De ces agglomérations, c'est Uruk, site éponyme de la période, qui est le plus grand et de loin dans l'état actuel
de nos connaissances, et surtout celui à partir duquel la séquence chronologique de la période a ébâtie. Il
pourrait avoir couvert 230 à 500 hectares à son apogée durant l'Uruk récent, donc bien plus que les autres grands
sites contemporains, et cette agglomération aurait pu regrouper de 25 000 à 50 000 habitants. On connaît
essentiellement l'architecture imposante de deux groupes monumentaux situés à 500 mètres de distance. Les
constructions les plus remarquables sont situées dans le premier, le secteur dit de l'Eanna (du nom du temple qui
s'y trouve aux périodes suivantes, s'il n'y est déjà).
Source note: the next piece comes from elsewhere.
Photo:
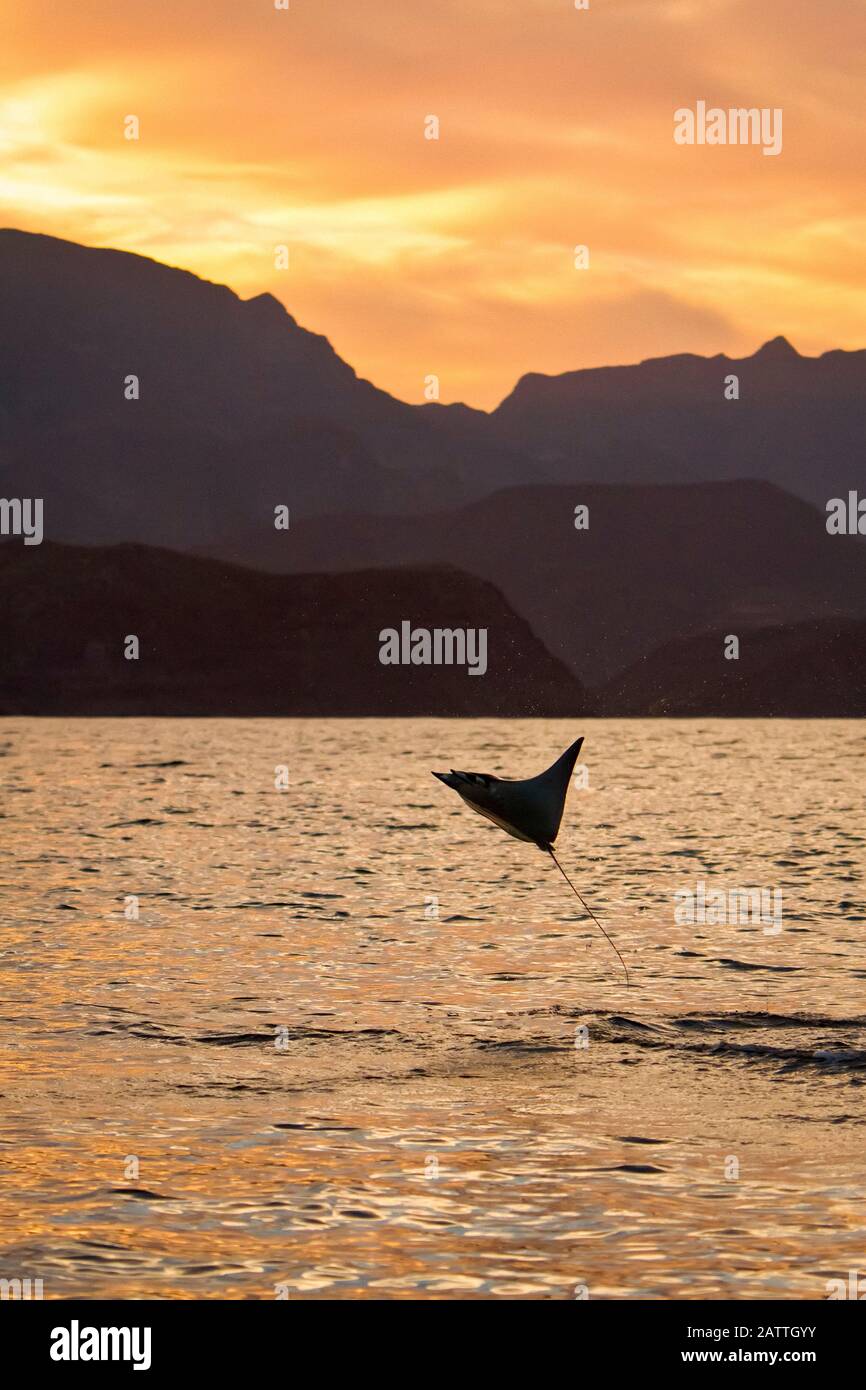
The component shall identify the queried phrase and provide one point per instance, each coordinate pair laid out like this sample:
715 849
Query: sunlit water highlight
332 1093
Après le « Temple calcaire » du niveau V, un programme de
constructions sans équivalent jusqu'alors est entrepris au niveau IV. Les bâtiments ont désormais des dimensions
bien plus vastes que précédemment, certains ont des plans inédits, et on met au point de nouvelles techniques de
construction pour les réaliser et les décorer. L'Eanna du niveau IV est divisé en deux ensembles monumentaux :
à l'ouest, un premier complexe regroupe le « Temple aux mosaïques » (décoré par des mosaïques formées par
des cônes d'argile peints) du niveau IVB ensuite recouvert par un autre édifice (le « Bâtiment en briquettes ») au
niveau IVA ; à l'est se trouve un groupe plus importants de documents, notamment un « Bâtiment carré » et le «
Temple aux piliers », remplacés ensuite par d'autres édifices de plan original, comme le « Hall aux piliers » et le
« Hall aux mosaïques », une « Grande cour » carrée, et deux édifices plus vastes à plan tripartite, le « Temple C
» (54 × 22 mètres) et le « Temple D » (80 × 50 mètres), le bâtiment le plus vaste connu pour la période d'Uruk.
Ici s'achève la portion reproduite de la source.